I know too many and Tia is no exception. Tia is an example of how quick things can change and one wrong decision can change your life forever.

3) Where do your ideas come from?

My ideas come from real life events, I’ll take something that happened and expand on it. Not necessarily, something that happened to me but maybe something that happened to one of my friends.

4) Do you read often, if so who’s your favorite authors?

Yes, I love to read. Reading has been my passion since about middle school, the first book I ever read was dope fiend by Donald Goines. It was so descriptive it was like watching a movie in my head and that’s when I fell in love with books.

I love to read Wahida Clark books, she’s my favorite author along with Deja King. I also love Nikki Turner, Ashley & JaQuavis. That’s just to name a few, there’s so many other authors I read and I discover new ones every day.

5) Do you write every day, if not how often?

No I don’t write every day, sometimes I go weeks without writing. I binge write as I call it meaning I write nonstop for a few weeks straight, leave for a few week then come back and finish.
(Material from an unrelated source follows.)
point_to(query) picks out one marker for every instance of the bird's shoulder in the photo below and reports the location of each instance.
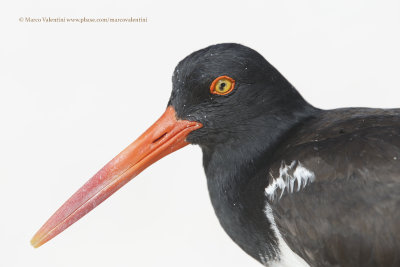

6) What’s the hardest thing about writing?

The hardest thing about writing to me is incorporating more than just your main characters. For me I could have wrote about Ace and Tia all day but they had to have friends and a family. Making sure everything flowed and the timeline was right was also a challenge.

7) What are you working on at this moment?

I’m current working on the sequel to “Living in Fear” which should be out next year, along with my third novel not related to this series that I haven’t titled yet.